New York clinical psychologist Lynn McLeod has never backed away from a child in need. But a plea for her services in Blue Ridge country tries Lynn’s compassion. Ten-year-old Jilly is no random traumatized girl. She’s the daughter of Lynn’s unfaithful ex-husband, Stephen. Despite the turbulent emotions it stirs in her, Lynn can’t say no. Perhaps this is her last chance to heal her own wounds . . .
From the outside, the Ashe’s cliffside home is an architectural dream. Inside it’s something closer to a nightmare, filled with suspicion, menace, and psychic visions. With an absentee mother off in pursuit of her career and a dispirited father, Jilly can only confide in Lynn, whom she trusts with her most shocking secrets—including those involving murder. With premonitions of another death to come, only Lynn can save Jilly—and the man she once loved—from a mystery that’s about to destroy them all.
From the New York Times–bestselling “master of suspense” (Mary Higgins Clark) comes a chilling brew of family secrets and paranormal fears that’s “rock-solid, reliable Whitney” (Kirkus Reviews).
This ebook features an illustrated biography of Phyllis A. Whitney including rare images from the author’s estate.
PUBLISHERS WEEKLY
The singing stones on a mountain top in Virginia's Blue Ridge country provide the eerie atmosphere of MWA Grand Master Whitney's 34th novel, after Rainbow in the Mist. Narrator Lynn McLeod, a child psychologist, comes here to help Jilly, the 10-year-old daughter of her ex-husband, architect Stephen Asch, and his second wife, exotic dancer Oriana. Having answered the plea of psychic Julian Forster and his wife Vivian, Lynn agrees to counsel Jilly, who is traumatized after witnessing a murder and the fall that crippled her father. Among the many members of the household, the Forsters are the child's only source of support.

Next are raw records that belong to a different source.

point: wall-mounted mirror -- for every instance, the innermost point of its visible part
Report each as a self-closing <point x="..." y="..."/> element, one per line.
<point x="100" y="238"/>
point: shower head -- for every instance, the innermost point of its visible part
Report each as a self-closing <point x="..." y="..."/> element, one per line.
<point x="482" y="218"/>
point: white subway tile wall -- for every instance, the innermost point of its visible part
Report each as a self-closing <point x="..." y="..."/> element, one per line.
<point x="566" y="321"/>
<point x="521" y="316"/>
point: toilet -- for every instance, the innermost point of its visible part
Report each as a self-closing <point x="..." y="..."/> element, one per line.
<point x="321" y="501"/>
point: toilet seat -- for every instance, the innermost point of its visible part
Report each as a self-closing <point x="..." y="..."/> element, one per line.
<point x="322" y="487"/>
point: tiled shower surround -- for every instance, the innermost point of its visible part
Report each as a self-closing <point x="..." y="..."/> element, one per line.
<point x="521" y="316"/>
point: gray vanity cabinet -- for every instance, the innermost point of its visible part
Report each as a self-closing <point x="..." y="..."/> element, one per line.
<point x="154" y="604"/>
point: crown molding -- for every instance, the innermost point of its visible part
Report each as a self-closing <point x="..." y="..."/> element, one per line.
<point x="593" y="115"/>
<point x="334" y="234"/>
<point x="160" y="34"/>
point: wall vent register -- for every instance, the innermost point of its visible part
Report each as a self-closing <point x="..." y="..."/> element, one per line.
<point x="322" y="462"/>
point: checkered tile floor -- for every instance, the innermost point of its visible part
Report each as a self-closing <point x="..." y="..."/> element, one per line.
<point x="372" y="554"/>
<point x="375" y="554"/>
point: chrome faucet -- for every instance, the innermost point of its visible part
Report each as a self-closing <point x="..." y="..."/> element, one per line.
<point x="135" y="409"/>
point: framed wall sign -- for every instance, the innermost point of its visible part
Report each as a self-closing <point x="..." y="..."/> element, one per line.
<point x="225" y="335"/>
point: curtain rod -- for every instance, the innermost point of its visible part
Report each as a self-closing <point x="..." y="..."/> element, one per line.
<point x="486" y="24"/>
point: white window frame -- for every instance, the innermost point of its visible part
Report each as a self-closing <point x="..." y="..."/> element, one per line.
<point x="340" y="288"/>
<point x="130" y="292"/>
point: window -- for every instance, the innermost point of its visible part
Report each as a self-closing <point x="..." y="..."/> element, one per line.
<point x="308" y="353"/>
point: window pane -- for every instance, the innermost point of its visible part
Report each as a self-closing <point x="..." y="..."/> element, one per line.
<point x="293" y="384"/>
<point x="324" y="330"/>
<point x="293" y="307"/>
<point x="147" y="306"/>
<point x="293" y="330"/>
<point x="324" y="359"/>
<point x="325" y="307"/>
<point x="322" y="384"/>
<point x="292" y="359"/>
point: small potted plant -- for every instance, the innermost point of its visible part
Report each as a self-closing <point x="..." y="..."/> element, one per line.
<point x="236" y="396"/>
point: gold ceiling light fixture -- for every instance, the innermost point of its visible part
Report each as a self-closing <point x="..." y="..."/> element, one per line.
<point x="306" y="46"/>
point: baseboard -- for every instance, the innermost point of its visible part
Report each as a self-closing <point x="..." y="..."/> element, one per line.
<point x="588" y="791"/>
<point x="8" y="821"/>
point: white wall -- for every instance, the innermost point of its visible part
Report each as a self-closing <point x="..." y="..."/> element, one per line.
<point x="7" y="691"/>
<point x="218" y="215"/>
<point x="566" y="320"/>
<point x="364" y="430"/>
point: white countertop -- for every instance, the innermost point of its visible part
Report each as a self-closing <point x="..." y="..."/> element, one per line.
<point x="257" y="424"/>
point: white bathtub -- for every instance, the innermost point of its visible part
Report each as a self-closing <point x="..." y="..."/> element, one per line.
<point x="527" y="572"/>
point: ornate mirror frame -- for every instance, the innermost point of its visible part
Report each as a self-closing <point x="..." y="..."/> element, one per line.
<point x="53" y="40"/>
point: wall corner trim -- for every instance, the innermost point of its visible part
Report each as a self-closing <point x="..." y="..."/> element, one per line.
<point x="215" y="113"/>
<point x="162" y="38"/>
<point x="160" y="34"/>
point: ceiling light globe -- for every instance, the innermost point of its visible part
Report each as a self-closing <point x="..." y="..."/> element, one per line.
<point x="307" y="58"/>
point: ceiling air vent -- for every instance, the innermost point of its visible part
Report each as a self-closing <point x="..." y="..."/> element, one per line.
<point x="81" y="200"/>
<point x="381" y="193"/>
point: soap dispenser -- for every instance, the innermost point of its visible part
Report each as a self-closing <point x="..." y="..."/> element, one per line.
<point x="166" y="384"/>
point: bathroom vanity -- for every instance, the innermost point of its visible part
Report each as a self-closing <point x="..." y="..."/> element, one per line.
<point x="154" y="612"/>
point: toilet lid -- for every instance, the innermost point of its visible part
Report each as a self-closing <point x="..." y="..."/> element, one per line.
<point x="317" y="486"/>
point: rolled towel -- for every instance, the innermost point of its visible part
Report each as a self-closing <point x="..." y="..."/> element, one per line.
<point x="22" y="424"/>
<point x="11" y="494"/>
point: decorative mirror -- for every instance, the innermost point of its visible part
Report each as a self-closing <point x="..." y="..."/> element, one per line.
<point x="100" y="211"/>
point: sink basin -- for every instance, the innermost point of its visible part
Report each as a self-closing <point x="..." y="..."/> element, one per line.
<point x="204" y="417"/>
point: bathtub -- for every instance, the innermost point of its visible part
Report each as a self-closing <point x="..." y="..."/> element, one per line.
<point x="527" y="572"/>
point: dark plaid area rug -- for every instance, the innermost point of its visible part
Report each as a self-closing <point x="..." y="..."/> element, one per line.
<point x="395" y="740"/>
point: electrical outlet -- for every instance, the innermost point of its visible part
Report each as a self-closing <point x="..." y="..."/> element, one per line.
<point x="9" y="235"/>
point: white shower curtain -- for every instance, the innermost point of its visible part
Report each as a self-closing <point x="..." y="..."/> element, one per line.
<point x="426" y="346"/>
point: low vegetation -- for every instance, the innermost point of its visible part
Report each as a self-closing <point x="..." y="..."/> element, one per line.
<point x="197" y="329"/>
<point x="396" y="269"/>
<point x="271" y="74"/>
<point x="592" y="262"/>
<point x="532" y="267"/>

Stephen, sunken into apathy, ignores her; Oriana is off pursuing her career. When other murders follow, as well as attempts to kill Jilly and Lynn, Julian persuades the psychologist to ``regress'' into a former life under hypnotism, the key to detecting a killer among reincarnated souls. Implausible and confusing at best, the mystery ends on a blatant contrivance but will probably be as popular as its predecessors. Paperback rights to Fawcett.